UN ALLENTORE PER AMICO

Le ragazze giamaicane si iscrivono dunque di diritto in una tradizione sportiva del paese caraibico fatta di imprese impossibili come quella del bob raccontato dal film Disney Cool Runnings (Quattro sotto zero). Anche loro si sono allenate in strutture di fortuna, in campi municipali in cui si recavano con dei van noleggiati, nutrendosi del cibo preparato in un furgoncino con Usain Bolt sulla fiancata, raccogliendo risultati in cui nessuno credeva. E combattendo una discriminazione di genere fortissima. «Non si trattava di calcio», ha raccontato Menzies in un articolo del Washington Post, «ma di far entrare nella mentalità giamaicana il concetto che le donne possono giocare a calcio. Sono state loro a farcela. Noi abbiamo creato l'ambiente, ma loro ci hanno creduto e ce l'hanno fatta». Menzies sa cosa significa lottare per i propri sogni e per la propria passione. Nato in Inghilterra da una famiglia giamaicana che l'ha costretto a restare lontano da uno sport che in patria era roba da poveri, ha studiato negli Stati Uniti, si è laureato e ha trovato un lavoro per Merrill Lynch. Poi dopo sette anni ha lasciato la banca per tornare alla sua grande passione, il calcio, facendo l'assistente allenatore della squadra femminile della Texas University e lanciando il suo progetto di calcio giovanili Lonestar Soccer Club. «Le cose andavano veramente bene in banca, ma sentivo che non era la mia vocazione. Ho preso il mio assegno e ho detto “Adios!”. Mia madre non mi ha parlato per un bel po'».
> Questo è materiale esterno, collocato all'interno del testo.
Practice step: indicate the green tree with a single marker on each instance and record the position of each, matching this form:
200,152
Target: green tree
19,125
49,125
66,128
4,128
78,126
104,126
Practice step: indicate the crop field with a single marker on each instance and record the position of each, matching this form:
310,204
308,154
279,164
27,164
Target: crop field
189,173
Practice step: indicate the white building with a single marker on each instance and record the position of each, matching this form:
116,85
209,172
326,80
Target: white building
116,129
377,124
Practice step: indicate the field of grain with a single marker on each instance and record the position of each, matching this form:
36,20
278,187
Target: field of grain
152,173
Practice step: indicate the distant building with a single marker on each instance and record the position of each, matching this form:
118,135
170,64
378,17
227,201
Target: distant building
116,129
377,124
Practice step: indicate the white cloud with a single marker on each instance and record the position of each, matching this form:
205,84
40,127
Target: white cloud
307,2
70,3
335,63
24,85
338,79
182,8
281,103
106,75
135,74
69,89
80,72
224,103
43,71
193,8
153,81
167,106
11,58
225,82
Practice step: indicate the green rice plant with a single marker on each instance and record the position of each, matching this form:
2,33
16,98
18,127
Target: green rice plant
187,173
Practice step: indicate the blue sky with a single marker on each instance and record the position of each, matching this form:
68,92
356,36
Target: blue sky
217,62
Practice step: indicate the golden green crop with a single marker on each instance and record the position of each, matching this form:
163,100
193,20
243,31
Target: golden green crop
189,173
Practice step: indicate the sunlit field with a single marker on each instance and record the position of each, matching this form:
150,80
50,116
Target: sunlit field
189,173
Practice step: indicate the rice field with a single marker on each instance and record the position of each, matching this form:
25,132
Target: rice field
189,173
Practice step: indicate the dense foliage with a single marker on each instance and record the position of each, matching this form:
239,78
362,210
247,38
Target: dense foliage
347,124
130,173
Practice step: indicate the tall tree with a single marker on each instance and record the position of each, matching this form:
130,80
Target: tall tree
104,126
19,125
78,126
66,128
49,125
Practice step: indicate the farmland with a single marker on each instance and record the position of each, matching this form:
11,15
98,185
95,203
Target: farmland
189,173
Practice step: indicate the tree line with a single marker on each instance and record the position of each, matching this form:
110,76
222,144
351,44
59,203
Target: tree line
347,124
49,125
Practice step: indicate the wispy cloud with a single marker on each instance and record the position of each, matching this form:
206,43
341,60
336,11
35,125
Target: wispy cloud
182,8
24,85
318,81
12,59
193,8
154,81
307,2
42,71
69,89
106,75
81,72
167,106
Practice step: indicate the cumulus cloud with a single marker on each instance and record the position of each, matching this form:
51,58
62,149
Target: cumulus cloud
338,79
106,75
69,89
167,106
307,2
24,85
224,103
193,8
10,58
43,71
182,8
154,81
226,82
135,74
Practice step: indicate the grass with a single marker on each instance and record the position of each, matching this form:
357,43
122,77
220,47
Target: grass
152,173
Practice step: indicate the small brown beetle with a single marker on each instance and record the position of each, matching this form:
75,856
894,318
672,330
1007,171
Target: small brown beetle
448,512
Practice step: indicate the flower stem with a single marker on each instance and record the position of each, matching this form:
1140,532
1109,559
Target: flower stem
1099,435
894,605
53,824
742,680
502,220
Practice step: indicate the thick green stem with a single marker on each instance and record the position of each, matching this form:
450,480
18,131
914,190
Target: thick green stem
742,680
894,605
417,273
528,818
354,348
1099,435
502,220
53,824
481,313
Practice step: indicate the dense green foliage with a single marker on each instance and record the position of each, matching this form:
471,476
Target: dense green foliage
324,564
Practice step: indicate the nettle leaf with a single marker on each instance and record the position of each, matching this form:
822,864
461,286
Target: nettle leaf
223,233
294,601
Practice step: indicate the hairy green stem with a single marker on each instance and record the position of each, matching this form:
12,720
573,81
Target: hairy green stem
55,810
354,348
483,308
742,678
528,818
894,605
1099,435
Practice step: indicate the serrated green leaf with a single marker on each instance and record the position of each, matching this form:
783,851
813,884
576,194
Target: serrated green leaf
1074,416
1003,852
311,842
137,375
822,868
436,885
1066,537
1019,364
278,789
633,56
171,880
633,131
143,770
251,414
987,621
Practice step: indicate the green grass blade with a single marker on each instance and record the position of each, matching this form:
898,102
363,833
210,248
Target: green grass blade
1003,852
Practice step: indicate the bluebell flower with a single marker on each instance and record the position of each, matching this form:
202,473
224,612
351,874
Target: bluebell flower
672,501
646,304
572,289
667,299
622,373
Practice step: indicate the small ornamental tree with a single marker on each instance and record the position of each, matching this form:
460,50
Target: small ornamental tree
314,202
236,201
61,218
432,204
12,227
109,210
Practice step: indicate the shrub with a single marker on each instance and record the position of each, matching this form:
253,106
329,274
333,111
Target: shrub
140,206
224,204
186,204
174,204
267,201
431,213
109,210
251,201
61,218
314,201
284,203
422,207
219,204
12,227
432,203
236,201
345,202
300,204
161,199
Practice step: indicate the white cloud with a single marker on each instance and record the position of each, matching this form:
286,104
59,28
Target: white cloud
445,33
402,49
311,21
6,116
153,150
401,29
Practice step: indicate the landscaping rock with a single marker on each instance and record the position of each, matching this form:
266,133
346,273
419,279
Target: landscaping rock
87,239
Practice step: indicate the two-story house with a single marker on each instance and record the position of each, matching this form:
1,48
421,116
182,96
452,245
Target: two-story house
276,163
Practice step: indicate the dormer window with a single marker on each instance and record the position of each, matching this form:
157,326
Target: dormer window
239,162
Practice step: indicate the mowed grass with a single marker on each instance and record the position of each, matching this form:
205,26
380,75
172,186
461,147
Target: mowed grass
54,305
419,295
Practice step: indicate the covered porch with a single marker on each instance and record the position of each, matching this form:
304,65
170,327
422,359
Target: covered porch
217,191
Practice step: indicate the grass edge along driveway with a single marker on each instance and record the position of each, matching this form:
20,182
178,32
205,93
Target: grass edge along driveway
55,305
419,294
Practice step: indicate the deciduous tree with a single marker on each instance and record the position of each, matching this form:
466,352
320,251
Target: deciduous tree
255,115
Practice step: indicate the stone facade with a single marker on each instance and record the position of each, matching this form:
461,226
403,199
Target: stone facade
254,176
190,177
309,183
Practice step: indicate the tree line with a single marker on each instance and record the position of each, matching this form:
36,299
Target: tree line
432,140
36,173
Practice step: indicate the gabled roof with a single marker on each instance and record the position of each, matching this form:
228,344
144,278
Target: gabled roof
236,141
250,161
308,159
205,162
SENZA SOLDI DALLA FEDERAZIONE

Anche le Reggae Girlz meritavano di avere la loro chance: «Al di là dell'amore della mia famiglia per il gioco del calcio, sono stata cresciuta nella convinzione che ognuno abbia il diritto di realizzare il proprio destino e perseguire i propri sogni, soprattutto quando hai un talento donato da Dio», ha spiegato Cedella. «Non era per niente giusto che le ragazze fossero trattate in questo modo solo perché qualcuno crede che il calcio sia uno sport solo per uomini». Ora hanno l'occasione per vivere il loro sogno e in Giamaica tutti fanno il tifo per loro. In quanto ai soldi, beh, quelli mancano ancora. Menzies ha firmato un contratto da ct ma non è ancora stato pagato e durante il torneo di qualificazione disputato nell'autunno 2018 a Dallas è stato costretto ad andare di corsa al centro commerciale per comprare delle giacche per le sue atlete. La Federazione non credeva avrebbero superato la fase a gironi e non aveva stanziato fondi a sufficienza, così quando il tempo è peggiorato e il freddo ha iniziato a farsi sentire, ci ha dovuto pensare l'allenatore. Eppure le Reggae Girlz sono lì, in Francia, a sfidare Italia, Brasile, Australia. A giocare un Mondiale che non avevano mai giocato prima dopo essere letteralmente sparite per quasi quattro anni. Abbandonate dalla Federazione, forti solo delle loro gambe, dei loro piedi, dei loro desideri, della passione del loro allenatore e di una donna con un cognome e un cuore più grandi di qualsiasi avversario potranno mai trovarsi davanti.